Whats the difference between a Revocable & Irrevocable Trust?

Whats the difference between a Revocable & Irrevocable Trust?

The world of trusts has been shrouded in terminology and incomprehensible lingo.

Part of this is due to a longstanding history of acquisitive attorneys inventing dialects to make their products seem more sophisticated.

Among the many names used for trusts, here are a few: living trust, domestic asset protection trust, QTIP trust, A-B trust, grantor retained annuity trust, a “Walton” trust (named after the Walmart family.)

At the end of the day all you really need to know from a laypersons perspective is that all these funky trust names fall under the umbrellas of “revocable” or “irrevocable.”

Revocable simply means that as the person who created the trust, you can undue it during your life.

And irrevocable means that if you made the trust you cut yourself off and don’t allow for it to be revoked. You say “this trust shall not be revoked.”

And it’s that simple.

But Why?

Good question.

There are different goals that revocable v. irrevocable trusts accomplish.

The most commonly cited justification for an irrevocable trust is creditor or medicaid avoidance.

With a revocable trust you still “own” the assets, sort of. You still at the very least have access to the assets. Even if they’re in a trust you have the power to undue the trust because its revocable… So as far as the law is concerned, technically, you have access to the assets.

This means if medicaid estate recovery or creditors who you owe money to (i.e. someone who sues you), comes after you… they can go after your trust.

With an irrevocable trust, you are legally barred from revoking it. So in a legal sense, that money is not yours. If someone sues you or tries to take your assets… then they cannot go after your irrevocable trust.

Now, some caveats, the trust needs to be maintained for at least 5 years to avoid any “fraudulent” transfer claims from any creditors and to avoid the medicaid look back period.

Also, any access you have to the money will be considered yours so… if you get distributions from the trust, that is all vulnerable to creditor recovery.

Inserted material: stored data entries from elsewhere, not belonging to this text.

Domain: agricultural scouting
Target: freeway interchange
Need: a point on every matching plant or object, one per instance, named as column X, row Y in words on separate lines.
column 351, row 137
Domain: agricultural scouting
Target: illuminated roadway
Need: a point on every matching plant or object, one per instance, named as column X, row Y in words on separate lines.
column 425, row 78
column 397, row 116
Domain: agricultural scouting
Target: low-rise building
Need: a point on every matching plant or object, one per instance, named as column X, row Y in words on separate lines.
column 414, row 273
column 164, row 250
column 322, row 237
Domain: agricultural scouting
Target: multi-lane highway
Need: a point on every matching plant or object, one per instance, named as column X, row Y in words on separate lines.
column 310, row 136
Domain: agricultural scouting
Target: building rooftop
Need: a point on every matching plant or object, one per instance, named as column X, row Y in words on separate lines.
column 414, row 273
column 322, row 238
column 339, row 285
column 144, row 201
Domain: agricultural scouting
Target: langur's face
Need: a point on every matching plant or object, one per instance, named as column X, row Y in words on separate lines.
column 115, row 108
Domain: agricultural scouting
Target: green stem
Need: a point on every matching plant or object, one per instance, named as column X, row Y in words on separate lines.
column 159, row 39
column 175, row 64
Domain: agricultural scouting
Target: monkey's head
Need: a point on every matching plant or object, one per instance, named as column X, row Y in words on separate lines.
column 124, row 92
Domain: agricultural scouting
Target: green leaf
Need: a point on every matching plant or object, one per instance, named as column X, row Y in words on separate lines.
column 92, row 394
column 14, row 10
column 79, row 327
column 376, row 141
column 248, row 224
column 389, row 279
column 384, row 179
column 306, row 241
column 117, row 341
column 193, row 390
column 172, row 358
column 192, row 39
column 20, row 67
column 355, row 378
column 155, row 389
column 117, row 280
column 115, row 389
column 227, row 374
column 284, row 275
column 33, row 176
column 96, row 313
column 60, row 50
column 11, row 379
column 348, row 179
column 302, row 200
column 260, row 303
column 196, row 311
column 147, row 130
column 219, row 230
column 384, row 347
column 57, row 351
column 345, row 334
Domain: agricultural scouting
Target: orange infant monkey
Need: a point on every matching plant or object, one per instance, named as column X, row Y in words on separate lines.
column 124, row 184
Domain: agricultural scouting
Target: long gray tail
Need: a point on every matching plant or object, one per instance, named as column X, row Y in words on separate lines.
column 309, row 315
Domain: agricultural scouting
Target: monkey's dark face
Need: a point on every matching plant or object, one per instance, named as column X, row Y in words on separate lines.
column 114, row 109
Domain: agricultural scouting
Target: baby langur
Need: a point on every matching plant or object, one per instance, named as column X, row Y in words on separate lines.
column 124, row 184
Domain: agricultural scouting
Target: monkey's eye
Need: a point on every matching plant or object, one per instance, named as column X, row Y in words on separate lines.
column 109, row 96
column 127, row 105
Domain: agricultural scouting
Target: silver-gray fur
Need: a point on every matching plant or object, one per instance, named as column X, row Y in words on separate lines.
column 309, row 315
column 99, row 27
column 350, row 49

In a sense, an irrevocable trust basically gives all your stuff to the trust and strips you of ownership.

That’s why there are some fancy shmancy trusts like the domestic asset protection trust which allows you to give up ownership while also being able to take some distributions for limited purposes that avoid creditor recovery.

So What Do I Need?

Well, if you have a fear of some suing you into bankruptcy you may want to consider three things.

Firstly, the number one cause of bankruptcy is medical debt. This means if you’re going to get sued to oblivion, a hospital will likely be the culprit. For that reason, you should have good health insurance.

Secondly, you should have good insurance generally. Have good home owners insurance, premise liability, car insurance, etc. Having adequate insurance should abate at least some of your fears of having the pants sued off you because before someone would consider going after your personal assets they’d have to spend through all your insurance. This means someone would have to get seriously, seriously injured or wronged by you.

Remember, in CT $250k of your home value is shielded from creditors, and in MA it’s a similar structure.

So the liklihood of someone choosing to sue you personally over your insurance is slim. Unless you have bad insurance or unless you’re rich. Rich people like irrevocable trusts for this very reason.

Third, remember that an irrevocable trust means you actually don’t own your stuff anymore. And there’s no redos.

Oh, and I’ll throw in a fourth.

Income gained in an irrevocable trust is taxed at the highest tax rate. So that sucks too.

Revocable trust

This is the option that many non-wealthy regular folks vibe with.

A revocable trust avoids probate, it keeps your assets private, and it distributes money how you want it to be distributed.

A Simple Will

A will accomplishes something similar, but a will doesn’t avoid probate. Additionally, a will is way more cost effective than getting a trust.

You can similarly name someone you trust a fiduciary (aka executor, or personal representative) to handle your assets when you pass away.